While many Americans remain undecided as to our next president, Russian President Vladimir Putin prods us toward Donald Trump.
Should we go that way, we may find our country in a difficult choice between some very poor options regarding Russia.
Mr. Putin — whose military adventurism in Georgia, Ukraine, and Syria has made Russia a threat again — has praised Mr. Trump as “the absolute leader in the presidential race” and a “really brilliant and talented person, without any doubt.”
By contrast, the Democratic front-runner — former Secretary of State Hillary Clinton — is definitely on his blacklist.
Mr. Putin’s preferences stem from his perception of Mr. Trump as an isolationist who is likely to leave the Russian’s empire-rebuilding efforts largely unchallenged and from seeing Mrs. Clinton as a globalist likely to check those efforts every step of the way.
Consider:
● Mr. Putin’s propaganda has blamed Mrs. Clinton for helping instigate the Arab Spring, a series of uprisings in North Africa and the Middle East that he has linked to the current refugee crisis and heightened terrorism threat in Europe.
● Russia has also blamed the U.S. and Mrs. Clinton, then the secretary of state, for helping inspire and support democratic movements in Georgia and Ukraine, which Mr. Putin has tried to stop. His worst fear is that Russia catches the bug, which would cost him his presidency, livelihood, and possibly his life.
● Moreover, Mrs. Clinton is seen in Russia as an advocate of NATO’s expansion into Ukraine and Georgia. Mr. Putin considers that expansion a direct threat to his regime.
What also may help the still undecided U.S. voters make up their minds is that each of the two front runners has said how they would deal with Mr. Putin should they win the race.
Mr. Trump has called Mr. Putin a “strong leader” with whom he would “get along very well.”
Conversely, Mrs. Clinton has quite correctly called Mr. Putin “someone that you have to continually stand up to because, like many bullies, he is somebody who will take as much as he possibly can unless you do.” Most famously and quite justifiably she previously likened Mr. Putin’s annexation of Crimea to actions of Adolf Hitler in the 1930s. In 2014, Mr. Putin moved his troops into Crimea while claiming to be protecting ethnic Russians there.
Mrs. Clinton has promised to provide economic and military aide to Ukraine — a buffer state between NATO member states and Russia — where Mr. Putin has waged an unannounced war.
Mr. Trump, on the other hand, is focused on building a fence with Mexico and cutting immigration from the Muslim states and much less interested in the fate of Ukraine and the rest of Europe.
For him, “getting along” with Putin would take giving the latter carte blanche in Ukraine in exchange of a promise to steer clear of the Baltic States and other NATO members.
Mr. Putin may even honor such an agreement, for a time.

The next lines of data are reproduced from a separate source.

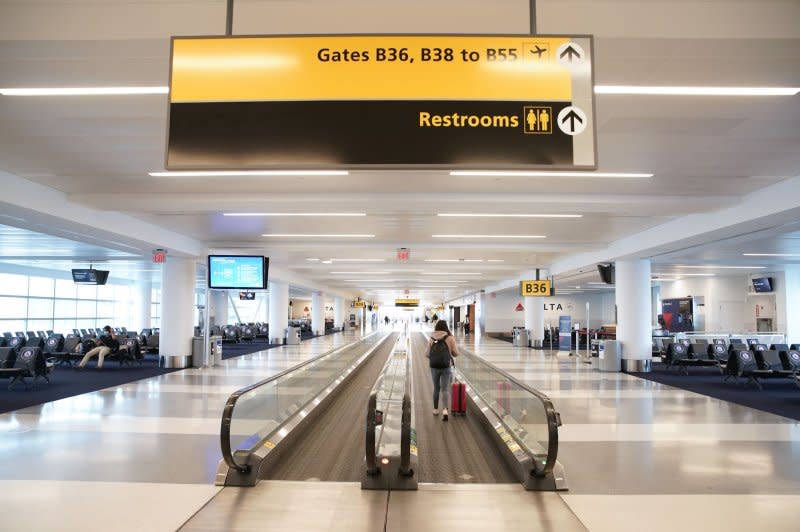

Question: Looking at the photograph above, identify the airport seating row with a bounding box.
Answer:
[0,346,53,390]
[659,338,800,390]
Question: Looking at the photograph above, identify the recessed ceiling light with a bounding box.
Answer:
[320,260,333,264]
[742,253,800,257]
[450,171,652,178]
[262,233,374,238]
[437,213,582,218]
[432,234,545,239]
[594,85,800,96]
[224,212,365,217]
[0,86,169,96]
[151,170,348,177]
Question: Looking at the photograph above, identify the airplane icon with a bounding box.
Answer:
[530,45,547,58]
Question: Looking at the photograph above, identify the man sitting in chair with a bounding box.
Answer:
[74,325,119,370]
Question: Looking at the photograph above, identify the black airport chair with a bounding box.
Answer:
[25,336,45,349]
[712,338,727,346]
[36,331,47,339]
[52,336,81,367]
[26,331,36,340]
[791,344,800,351]
[770,343,789,354]
[779,349,800,373]
[725,350,771,389]
[708,343,730,373]
[42,336,64,355]
[240,327,255,343]
[757,350,795,378]
[7,336,24,353]
[746,338,759,347]
[3,332,12,339]
[0,346,50,390]
[46,330,54,337]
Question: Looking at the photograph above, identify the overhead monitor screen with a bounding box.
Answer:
[208,255,268,289]
[752,277,773,293]
[72,269,110,285]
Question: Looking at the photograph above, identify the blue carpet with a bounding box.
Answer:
[0,357,178,414]
[631,366,800,421]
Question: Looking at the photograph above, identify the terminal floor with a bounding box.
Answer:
[2,327,799,531]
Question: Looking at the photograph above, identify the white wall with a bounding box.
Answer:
[483,289,615,333]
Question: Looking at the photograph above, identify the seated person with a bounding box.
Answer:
[75,325,119,370]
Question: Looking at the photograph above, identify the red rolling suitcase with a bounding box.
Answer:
[451,381,467,416]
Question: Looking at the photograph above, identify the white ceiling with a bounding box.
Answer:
[0,0,798,303]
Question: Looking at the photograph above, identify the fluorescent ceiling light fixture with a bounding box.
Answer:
[594,85,800,96]
[422,272,482,276]
[331,271,390,275]
[224,212,365,217]
[330,258,385,262]
[438,213,582,218]
[151,170,349,177]
[450,171,652,178]
[306,258,320,262]
[423,259,484,263]
[0,86,169,96]
[262,233,374,238]
[652,278,678,282]
[675,273,714,277]
[433,234,545,239]
[487,259,505,263]
[587,282,610,285]
[678,265,767,269]
[742,253,800,257]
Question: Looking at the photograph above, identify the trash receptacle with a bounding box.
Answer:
[191,336,204,367]
[598,340,622,372]
[285,326,301,345]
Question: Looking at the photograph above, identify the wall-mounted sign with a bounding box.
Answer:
[395,298,420,308]
[515,303,524,311]
[520,279,552,297]
[167,34,595,169]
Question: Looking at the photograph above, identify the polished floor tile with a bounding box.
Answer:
[560,494,800,532]
[0,480,220,532]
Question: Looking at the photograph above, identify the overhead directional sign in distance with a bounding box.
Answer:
[167,34,595,169]
[395,298,420,308]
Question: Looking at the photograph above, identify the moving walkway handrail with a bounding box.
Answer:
[365,334,414,477]
[458,345,561,477]
[220,332,377,474]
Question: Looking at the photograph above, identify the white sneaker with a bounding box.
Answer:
[432,408,439,416]
[442,408,449,421]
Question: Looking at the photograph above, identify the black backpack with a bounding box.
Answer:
[429,334,452,369]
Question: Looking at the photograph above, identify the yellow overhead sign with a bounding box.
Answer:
[354,301,366,308]
[395,298,420,308]
[170,35,574,103]
[520,280,552,297]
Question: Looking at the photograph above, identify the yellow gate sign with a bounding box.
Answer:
[354,301,366,308]
[520,280,552,297]
[395,298,420,308]
[167,34,595,169]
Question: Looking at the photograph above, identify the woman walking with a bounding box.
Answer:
[427,320,459,421]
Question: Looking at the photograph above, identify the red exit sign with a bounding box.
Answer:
[397,247,410,262]
[152,250,167,264]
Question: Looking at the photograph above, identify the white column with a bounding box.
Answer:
[780,266,800,345]
[312,291,325,336]
[160,258,196,362]
[268,280,289,344]
[334,296,345,330]
[133,272,152,332]
[524,298,545,348]
[616,259,653,372]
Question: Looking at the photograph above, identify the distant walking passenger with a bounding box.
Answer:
[427,320,459,421]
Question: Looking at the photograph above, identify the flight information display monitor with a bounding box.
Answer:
[208,255,268,289]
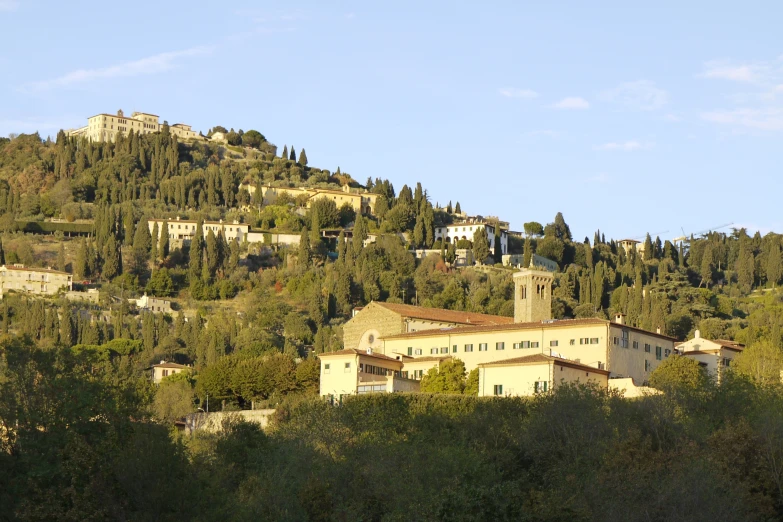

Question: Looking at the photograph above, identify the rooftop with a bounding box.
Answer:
[152,362,191,370]
[477,353,610,375]
[382,317,676,342]
[0,264,70,275]
[317,348,403,364]
[373,301,514,327]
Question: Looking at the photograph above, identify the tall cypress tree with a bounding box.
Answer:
[159,221,170,260]
[298,148,308,166]
[289,146,297,162]
[281,145,288,160]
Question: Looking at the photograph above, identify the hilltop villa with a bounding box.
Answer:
[67,110,203,142]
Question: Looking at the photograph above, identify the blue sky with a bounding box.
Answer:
[1,1,782,241]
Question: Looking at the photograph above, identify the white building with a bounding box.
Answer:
[434,220,508,256]
[147,217,250,248]
[133,294,172,314]
[67,110,203,142]
[151,361,191,384]
[676,330,744,382]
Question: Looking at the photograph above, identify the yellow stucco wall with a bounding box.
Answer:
[319,353,358,398]
[478,362,607,397]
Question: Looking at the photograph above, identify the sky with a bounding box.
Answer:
[1,0,782,242]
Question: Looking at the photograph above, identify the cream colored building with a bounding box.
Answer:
[343,301,514,354]
[477,353,609,397]
[67,110,203,142]
[434,220,508,257]
[147,217,250,248]
[321,267,677,398]
[0,264,72,296]
[677,330,743,382]
[251,185,379,216]
[318,348,420,403]
[151,361,192,384]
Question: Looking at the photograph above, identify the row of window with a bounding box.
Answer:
[493,381,548,396]
[409,338,604,356]
[323,362,353,374]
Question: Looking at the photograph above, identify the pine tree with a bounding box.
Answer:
[298,148,308,166]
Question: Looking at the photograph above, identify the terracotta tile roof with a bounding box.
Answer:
[713,339,745,351]
[317,348,403,364]
[400,355,453,363]
[0,265,71,275]
[478,353,610,375]
[381,317,676,342]
[373,302,514,326]
[152,362,191,370]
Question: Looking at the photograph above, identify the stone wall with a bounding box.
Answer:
[342,303,404,352]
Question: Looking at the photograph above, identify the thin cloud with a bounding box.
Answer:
[498,87,538,99]
[594,141,654,151]
[699,60,771,83]
[0,0,19,11]
[601,80,668,111]
[550,97,590,110]
[21,46,212,92]
[664,114,682,122]
[701,108,783,131]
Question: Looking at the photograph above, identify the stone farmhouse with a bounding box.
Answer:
[247,184,380,216]
[0,264,72,296]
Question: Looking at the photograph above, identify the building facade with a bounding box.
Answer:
[147,218,250,248]
[0,264,72,296]
[67,110,203,142]
[477,353,609,397]
[342,301,514,354]
[434,220,508,257]
[151,361,192,384]
[134,294,172,314]
[250,185,380,216]
[320,268,676,398]
[677,330,743,382]
[318,348,420,402]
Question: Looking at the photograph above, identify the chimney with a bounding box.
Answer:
[694,329,701,339]
[366,348,373,355]
[614,313,625,325]
[656,326,661,334]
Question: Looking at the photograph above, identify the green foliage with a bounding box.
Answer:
[649,354,710,392]
[420,358,468,393]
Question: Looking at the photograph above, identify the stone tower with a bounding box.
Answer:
[513,268,554,323]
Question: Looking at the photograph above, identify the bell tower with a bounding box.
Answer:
[513,268,554,323]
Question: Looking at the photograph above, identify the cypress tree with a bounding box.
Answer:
[472,228,490,265]
[298,148,308,166]
[57,243,66,272]
[281,145,288,160]
[0,237,5,265]
[290,146,297,162]
[298,227,311,269]
[150,222,159,263]
[159,221,170,260]
[454,201,461,214]
[189,219,204,281]
[523,237,532,268]
[102,236,121,280]
[123,207,135,246]
[352,215,367,259]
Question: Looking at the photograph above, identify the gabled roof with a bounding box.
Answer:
[372,302,514,327]
[381,316,676,342]
[478,353,610,375]
[317,348,403,364]
[713,339,745,351]
[400,355,453,363]
[152,362,191,370]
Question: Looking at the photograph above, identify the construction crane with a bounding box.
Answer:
[672,223,733,244]
[630,230,669,241]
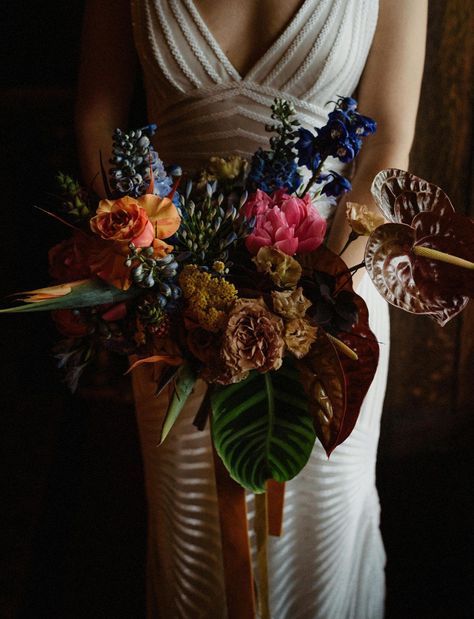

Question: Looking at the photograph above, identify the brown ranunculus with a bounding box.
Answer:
[221,298,284,376]
[284,318,318,359]
[185,324,249,384]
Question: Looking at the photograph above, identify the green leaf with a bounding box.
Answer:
[0,279,140,313]
[211,361,316,493]
[160,363,197,444]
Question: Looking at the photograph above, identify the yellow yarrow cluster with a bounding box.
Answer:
[179,265,238,332]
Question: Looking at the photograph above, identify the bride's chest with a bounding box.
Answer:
[192,0,305,76]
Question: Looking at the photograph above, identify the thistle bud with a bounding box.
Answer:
[239,190,248,208]
[185,179,193,199]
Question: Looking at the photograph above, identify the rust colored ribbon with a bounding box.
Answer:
[212,446,256,619]
[254,492,270,619]
[254,481,285,619]
[267,480,285,537]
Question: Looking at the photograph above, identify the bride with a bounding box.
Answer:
[75,1,427,617]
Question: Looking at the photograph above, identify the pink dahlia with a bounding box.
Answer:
[245,191,327,256]
[241,189,274,219]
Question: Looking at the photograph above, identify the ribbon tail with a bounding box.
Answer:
[267,480,285,537]
[212,444,256,619]
[254,491,271,619]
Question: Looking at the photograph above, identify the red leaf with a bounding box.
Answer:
[297,331,346,457]
[336,296,379,446]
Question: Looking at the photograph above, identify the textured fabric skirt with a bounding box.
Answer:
[132,275,390,619]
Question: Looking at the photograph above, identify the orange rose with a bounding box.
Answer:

But with the Russian economy shrinking, Mr. Putin — with his track record of launching wars to distract his populace from economic woes — will eventually use his “green men” to try his luck in some other European country with a sizable Russian-speaking population. The current decline of Russia’s fossil fuel exports-dependent economy is mainly a result of historically low oil prices and systemic corruption and as such won’t be reversed even if the economic sanctions against Russia are lifted.
After Ukraine, Mr. Putin is likely to eye a relatively soft target in Eastern Europe such as the tiny state of Moldova or the larger Belarus as a victim of his next war show. Unlike the Baltic states of Latvia, Estonia, and Lithuania, those two former Soviet “republics” are not NATO members and as such will be likely left to their own devices under Mr. Trump as president.
Once Mr. Putin runs out of soft targets on the former Soviet territory, he may well go after the Baltic states, which — unlike Moldova or Belarus — present a far greater challenge to Mr. Putin because they are NATO members.
And that’s where the real trouble begins.
That’s because Article 5 of the North Atlantic Treaty postulates that member states — and that includes the United States — will have to use their militaries to defend any member state if it is attacked.
So when Mr. Putin applies his Ukraine-tested “hybrid war” strategy in the Baltics, one of two things will happen — either NATO and the United States as its leading member will find themselves in a war with the nuclear-armed Russia or NATO falls apart as the European collective security system, clearing the way for further Russian aggression.
The good news is we can still prevent those scenarios by using our November ballots wisely.